Tuesday, August 23, 2011
This piece was first written at Angry Bear blog.
by Rebecca Wilder
With the (roughly) 11% decline in US equities year-to-date, talk of a US recession has resurfaced. Through mid August, the high frequency economic indicators point to further weakness, rather than a double dip.
In my view, whether or not the US is IN a recession - defined as the coincident variables followed by the NBER (.xls) are turning downward - is really a moot point for a good chunk of the working-aged population. It probably 'feels' like the economy never exited recession to many.
As an aside, it would be difficult for the US economy to actually ENTER a contractionary phase right now, since the cyclical forces that normally drag the US into recession - inventories, auto sales, and housing - are at severely depressed levels. Confidence (or lack thereof) can reduce domestic spending and investment - it's in this respect that the losses in equity equity markets are important. It takes time for shocks to work their way into the economic data. Nevertheless, high frequency indicators do not point to recession...for now.
Claims are elevated but ticked up last week. If claims do not fall back in coming weeks, the unemployment rate will rise again. This could indicate the outset of a contracting economy.
Weekly diesel production shows an increase in transportation activity (please see this post for an explanation of the data).
The demand for diesel (in real barrels per day) recovered, rising at a rate of roughly 15% annually for each of the weeks of July 29 and August 05. Annual growth declined to -3% in the week of August 12; but this series (even in annual growth rates) is highly volatile, and the 4 week moving average of annual growth decelerated only mildly, from 7% to 6%.

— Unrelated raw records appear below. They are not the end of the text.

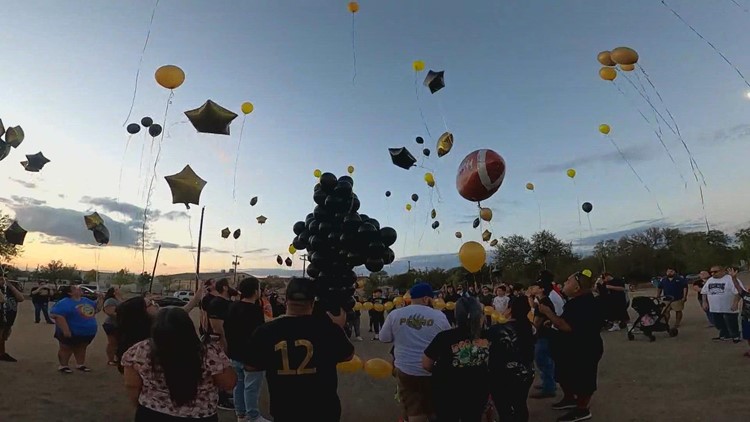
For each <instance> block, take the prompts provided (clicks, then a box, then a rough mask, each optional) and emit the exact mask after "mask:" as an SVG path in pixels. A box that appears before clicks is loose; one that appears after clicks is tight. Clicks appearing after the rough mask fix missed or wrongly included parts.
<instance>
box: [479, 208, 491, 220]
mask: <svg viewBox="0 0 750 422" xmlns="http://www.w3.org/2000/svg"><path fill="white" fill-rule="evenodd" d="M479 218H481V219H482V220H484V221H490V220H492V210H491V209H489V208H482V209H480V210H479Z"/></svg>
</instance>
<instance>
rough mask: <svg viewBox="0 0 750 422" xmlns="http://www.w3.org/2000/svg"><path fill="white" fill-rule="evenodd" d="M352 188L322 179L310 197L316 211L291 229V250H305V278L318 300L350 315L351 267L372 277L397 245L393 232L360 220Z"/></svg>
mask: <svg viewBox="0 0 750 422" xmlns="http://www.w3.org/2000/svg"><path fill="white" fill-rule="evenodd" d="M353 187H354V180H353V179H352V178H351V177H349V176H341V177H339V178H337V177H336V176H335V175H334V174H332V173H322V174H321V175H320V181H319V183H318V184H316V185H315V189H314V193H313V200H314V201H315V203H316V204H317V206H316V207H315V209H314V210H313V212H312V213H310V214H308V215H307V217H306V218H305V221H298V222H297V223H295V224H294V228H293V230H294V234H295V235H296V237H295V238H294V240H293V241H292V246H294V248H295V249H296V250H302V249H307V253H308V254H309V255H310V265H308V266H307V275H308V276H310V277H311V278H313V279H315V285H316V289H317V296H318V299H319V300H320V301H321V302H322V305H324V306H325V307H326V309H331V310H338V309H339V308H341V307H343V308H344V309H345V310H350V309H352V307H353V306H354V302H353V299H352V295H353V294H354V286H355V283H356V281H357V274H356V273H355V272H354V271H353V269H354V267H357V266H360V265H365V267H366V268H367V269H368V270H369V271H373V272H375V271H380V270H382V269H383V266H384V265H387V264H390V263H392V262H393V260H394V259H395V254H394V252H393V250H392V249H390V246H391V245H393V244H394V243H395V242H396V230H394V229H393V228H391V227H383V228H381V227H380V223H379V222H378V220H376V219H374V218H370V217H369V216H367V215H365V214H359V213H358V212H357V211H358V210H359V207H360V202H359V198H358V197H357V195H356V194H355V193H354V191H353Z"/></svg>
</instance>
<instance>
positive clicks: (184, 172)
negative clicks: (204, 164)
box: [164, 165, 206, 209]
mask: <svg viewBox="0 0 750 422" xmlns="http://www.w3.org/2000/svg"><path fill="white" fill-rule="evenodd" d="M164 179H166V180H167V183H168V184H169V189H171V190H172V203H173V204H185V206H186V207H187V208H188V209H190V204H195V205H199V202H200V197H201V191H202V190H203V187H204V186H206V181H205V180H203V179H201V178H200V177H198V175H197V174H195V172H194V171H193V169H192V168H190V166H189V165H187V166H185V168H184V169H182V171H181V172H179V173H177V174H173V175H171V176H166V177H164Z"/></svg>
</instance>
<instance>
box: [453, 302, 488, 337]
mask: <svg viewBox="0 0 750 422" xmlns="http://www.w3.org/2000/svg"><path fill="white" fill-rule="evenodd" d="M483 319H484V311H483V309H482V305H481V304H480V303H479V301H478V300H476V299H474V298H471V297H462V298H460V299H458V300H457V301H456V323H457V324H458V328H462V329H466V330H468V331H469V333H470V334H471V338H472V339H475V338H479V337H480V335H481V334H482V320H483Z"/></svg>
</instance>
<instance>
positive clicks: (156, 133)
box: [148, 123, 162, 138]
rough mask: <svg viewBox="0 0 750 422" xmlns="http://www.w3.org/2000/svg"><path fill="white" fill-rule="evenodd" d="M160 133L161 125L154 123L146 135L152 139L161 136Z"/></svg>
mask: <svg viewBox="0 0 750 422" xmlns="http://www.w3.org/2000/svg"><path fill="white" fill-rule="evenodd" d="M161 131H162V129H161V125H160V124H158V123H154V124H153V125H151V126H149V128H148V134H149V135H151V137H152V138H156V137H157V136H159V135H161Z"/></svg>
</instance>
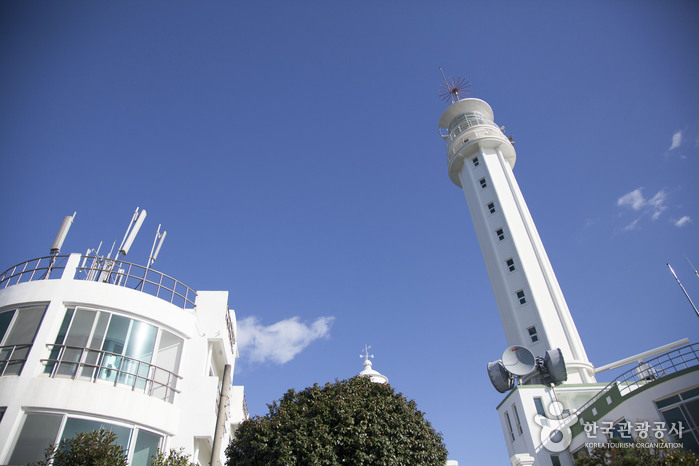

Finally, daily Treasury tax receipts are slowing but growth remains positive.
The chart illustrates the annual growth rate of the 30-day rolling sum of daily withholding receipts for income and employment tax payments. This series proxies the health of the labor market. Spanning the last three months, the annual growth rate decelerated to 4% (May 18 through August 18 this year compared to the same period last year) from 4.6% in the three months previous. There's no indication of a contraction in tax receipt activity, but a further trend downward in the pace of tax receipt gains would turn some heads.
Nothing to indicate a contraction in the high-frequency data; but the deceleration is worrisome, given that consumers must 'earn' their consumption rather than 'borrow' for consumption. I don't feel particularly positive about the state of the US economy. Neither does Mark Thoma.